Cecily groaned, her face still in the couch cushions. “What the hell just happened? We finally met another person from Earth, but instead of helping us all get home she would rather try to annihilate Puddle. And on top of everything else, it turns out Ravioli Girl is as deranged as everyone else we’ve met here, so she probably won’t be as much help as I’d thought.” Cecily turned her body so she could take off the locket and drop it on the ground. She could have sworn she heard a faint growl come from it as it hit the wood floor.

August sat on the ground and leaned his back against the couch. “Any ideas on what to do from here? I have no clue.”

“All I know is that I don’t want to stick around to see how this all plays out,” Cecily decided, sitting up. “We need to redouble our efforts to get home! Now that we know Amy was brough here, too, there’s a good chance there were other people in the past. We can ask around and try to figure out if any of them are still here or if they found a way home.”

August raised his eyebrows. “You’re saying we should go meet more people?”

“This is not the time to gloat, August. I’m not saying we need friends, I’m just saying that the more people we can get to help with this, the better our chances of success.”

“But what should we do about Amy in the meantime?”

Cecily shrugged as well as she could while laying sideways on the couch. “Nothing. As long as she doesn’t bother us with her weird mission, I think we can just leave her out of things until we find a way home, then we can offer to bring her with us if she wants to leave.” August frowned, and Cecily could practically see his moral compass spinning out of control in his head. “It’s not like we could do much to help Puddle,” she pointed out, trying to calm him down. “We’re not really in robot-fighting shape, and he’s able to handle himself pretty well.”

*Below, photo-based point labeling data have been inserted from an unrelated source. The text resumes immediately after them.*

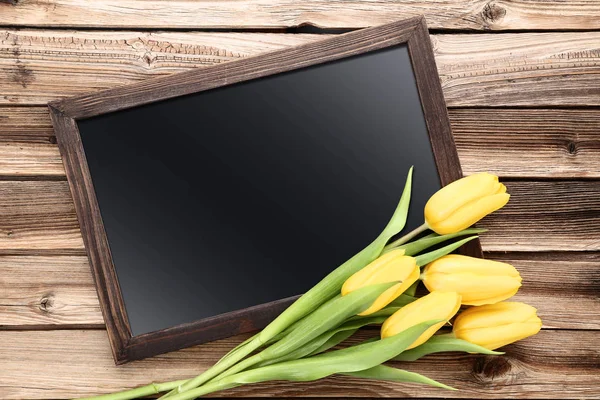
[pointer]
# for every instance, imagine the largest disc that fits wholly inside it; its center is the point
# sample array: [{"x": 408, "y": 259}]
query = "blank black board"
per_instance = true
[
  {"x": 250, "y": 193},
  {"x": 209, "y": 199}
]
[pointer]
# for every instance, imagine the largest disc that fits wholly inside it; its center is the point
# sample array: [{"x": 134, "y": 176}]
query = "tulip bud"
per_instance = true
[
  {"x": 391, "y": 267},
  {"x": 478, "y": 281},
  {"x": 434, "y": 306},
  {"x": 496, "y": 325},
  {"x": 464, "y": 202}
]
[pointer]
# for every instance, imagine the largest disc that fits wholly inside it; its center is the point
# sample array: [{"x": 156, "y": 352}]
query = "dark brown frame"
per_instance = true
[{"x": 65, "y": 113}]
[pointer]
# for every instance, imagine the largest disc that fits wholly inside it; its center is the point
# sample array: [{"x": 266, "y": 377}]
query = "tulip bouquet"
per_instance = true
[{"x": 378, "y": 287}]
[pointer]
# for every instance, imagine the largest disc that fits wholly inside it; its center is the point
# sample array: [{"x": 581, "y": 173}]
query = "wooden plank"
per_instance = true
[
  {"x": 531, "y": 143},
  {"x": 546, "y": 216},
  {"x": 529, "y": 69},
  {"x": 47, "y": 292},
  {"x": 450, "y": 14},
  {"x": 24, "y": 159},
  {"x": 58, "y": 292},
  {"x": 38, "y": 215},
  {"x": 25, "y": 124},
  {"x": 541, "y": 216},
  {"x": 76, "y": 363},
  {"x": 563, "y": 287},
  {"x": 515, "y": 143}
]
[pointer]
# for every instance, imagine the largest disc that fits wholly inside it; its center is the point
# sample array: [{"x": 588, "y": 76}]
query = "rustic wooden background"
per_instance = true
[{"x": 522, "y": 83}]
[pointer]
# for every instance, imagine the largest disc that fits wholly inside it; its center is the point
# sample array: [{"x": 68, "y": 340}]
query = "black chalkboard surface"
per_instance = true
[{"x": 207, "y": 210}]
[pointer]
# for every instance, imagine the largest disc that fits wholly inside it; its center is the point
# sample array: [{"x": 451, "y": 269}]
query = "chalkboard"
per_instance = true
[{"x": 208, "y": 211}]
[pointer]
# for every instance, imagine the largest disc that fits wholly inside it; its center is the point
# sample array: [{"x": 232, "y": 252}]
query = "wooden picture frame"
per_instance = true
[{"x": 65, "y": 113}]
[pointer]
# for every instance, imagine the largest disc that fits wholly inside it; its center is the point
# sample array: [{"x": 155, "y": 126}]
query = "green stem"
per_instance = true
[
  {"x": 216, "y": 369},
  {"x": 247, "y": 363},
  {"x": 153, "y": 388},
  {"x": 410, "y": 235},
  {"x": 210, "y": 387}
]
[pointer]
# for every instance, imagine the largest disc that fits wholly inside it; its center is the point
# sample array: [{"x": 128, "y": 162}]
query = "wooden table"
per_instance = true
[{"x": 523, "y": 105}]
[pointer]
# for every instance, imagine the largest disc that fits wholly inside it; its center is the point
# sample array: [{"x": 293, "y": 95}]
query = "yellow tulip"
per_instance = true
[
  {"x": 462, "y": 203},
  {"x": 496, "y": 325},
  {"x": 390, "y": 267},
  {"x": 478, "y": 281},
  {"x": 434, "y": 306}
]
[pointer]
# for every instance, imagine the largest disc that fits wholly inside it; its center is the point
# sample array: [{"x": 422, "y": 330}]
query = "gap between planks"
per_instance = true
[
  {"x": 476, "y": 70},
  {"x": 67, "y": 364},
  {"x": 512, "y": 143},
  {"x": 541, "y": 216},
  {"x": 483, "y": 15},
  {"x": 40, "y": 292}
]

A loud knock sounded at the door, and Cecily sat up. “Speak of the devil, that’s probably him!”

“Can we not call Puddle the devil right now? It feels wrong in the current climate,” August said, standing and going to the door. Cecily followed, watching as August opened the door to reveal not Puddle, but Bright.

“Good afternoon. At least, it was until I had to look at you again,” Bright whispered, dropping a basket with a bag of flour and a loaf of bread on the floor at August’s feet. Cecily considered releasing her raccoon on him.

“Bright? What are you doing here?” Puddle’s voice came from behind the winged boy, and Cecily saw him approaching the door as well.

With a squeal of excitement, Glow also materialized in the hallway and Cecily remembered why she had been so reluctant to meet people before.

“Immediate regret,” Cecily muttered, considering releasing the raccoon on herself. She’d take potential rabies over whatever this was.

“Well,” the ever-polite August said after a moment, “would you all like to come in?”